Home / Articles / Music / Music Features /  A Sharp
Saviours
Saviours’ sound takes its cues from myriad forms of metal, including doom, thrash, stoner and heavy metal from the ’70s and ’80s.

A Sharp

Masters of Mayhem

August 31, 2011, 1:00 am

Metal is a genre of many intricate flavors. With the epic, sweeping masterpieces of power metal and the cacophonous riffage of black or doom metal, the popularity of this most excellent of musical styles has exploded exponentially in recent years. Yes, even the most underground of Scandinavian conifer connoisseurs has reaped the fruits of metal’s crushing labors. But the acceptance and mainstream-ification of the music also brings division.Miniscule subgenre differences create ideological chasms, and some metal heads resist letting multiple styles into their blackened hearts.

Enter Saviours, an Oakland, Calif., four-piece that has ignored genre barriers and stitched together a rare and ferocious sound that sheds its influences and rallies metal maniacs under a unified love of rocking the fuck out.
 
Formed in 2004, the band blends the thrashy aesthetic of Cryptic Slaughter with the bone-rattling, bass-heavy drive of Motorhead.
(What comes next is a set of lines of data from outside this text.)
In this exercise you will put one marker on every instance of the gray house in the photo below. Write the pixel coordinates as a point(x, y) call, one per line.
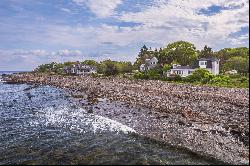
point(80, 69)
point(149, 64)
point(210, 64)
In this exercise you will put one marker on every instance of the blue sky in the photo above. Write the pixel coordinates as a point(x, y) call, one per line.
point(33, 32)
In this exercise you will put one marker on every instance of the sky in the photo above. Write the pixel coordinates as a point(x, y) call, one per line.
point(34, 32)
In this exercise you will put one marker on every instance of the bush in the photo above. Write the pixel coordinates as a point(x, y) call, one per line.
point(174, 77)
point(139, 75)
point(153, 74)
point(200, 75)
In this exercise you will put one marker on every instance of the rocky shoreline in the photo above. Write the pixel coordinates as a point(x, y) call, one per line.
point(210, 121)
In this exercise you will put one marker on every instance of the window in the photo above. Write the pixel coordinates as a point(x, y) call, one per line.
point(203, 63)
point(179, 72)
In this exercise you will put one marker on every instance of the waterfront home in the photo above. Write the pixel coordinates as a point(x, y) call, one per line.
point(80, 69)
point(210, 64)
point(149, 64)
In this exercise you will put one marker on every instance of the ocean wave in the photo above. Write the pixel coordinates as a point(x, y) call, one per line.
point(78, 120)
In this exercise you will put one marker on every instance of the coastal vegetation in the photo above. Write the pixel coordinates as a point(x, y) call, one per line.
point(180, 52)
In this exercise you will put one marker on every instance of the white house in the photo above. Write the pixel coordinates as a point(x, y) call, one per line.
point(80, 69)
point(149, 64)
point(210, 64)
Songs gallop along ala Iron Maiden--a band that Saviours channels heavily when it blasts through satisfying twin guitar harmonies or blisteringly fast solos. Punk rock also works itself into the band’s songs by way of heavy and fast rhythms or just good, old-fashioned aggression.
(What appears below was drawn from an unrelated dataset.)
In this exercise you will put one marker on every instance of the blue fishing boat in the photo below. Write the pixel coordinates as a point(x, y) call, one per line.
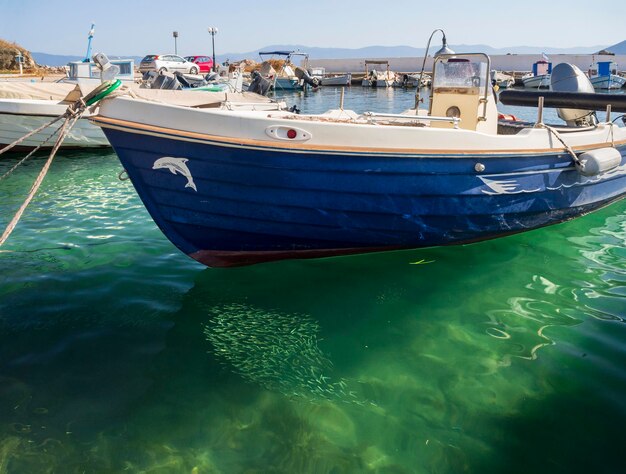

“We’re kind of in this weird spot when it comes to describing our sound,” Saviours guitarist Sonny Reinhardt says. “We tend to float between genres, which can [make it] seem like we’re not metal enough or not punk enough in certain situations, but in the grand scheme of things, we aren’t really any specific genre.”

On Death’s Procession, which comes out Sept. 6, Saviours slows way down in comparison to previous efforts, paying subtle homage to hard rock and heavy metal bands of the ’70s and ’80s. Procession vibes like the early work of seminal Swedish doomsters Candlemass. The combination of long songs, drop tuning and lo-fi wah-wah guitar makes for a mind-bending stoner metal experience.

“The album definitely has some way spacier parts than we’ve done before,” Reinhardt says, then laughs. “I mean, I’d much rather have a bunch of stoners come out to a show than a bunch of skinheads or Nazis.”

Labels aside, Saviours’ newest album is all about superheavy music that owes its origins to the new wave of British heavy metal. Sludge aspects are layered carefully over trippy guitars, Judas Priest-esque rhythms and Thin Lizzy breakdowns. Procession is by no means overproduced, but Saviours’ instrumentation and song arrangements have certainly tightened since 2009’s Accelerated Living. Metal heads absolutely need to be watching this band.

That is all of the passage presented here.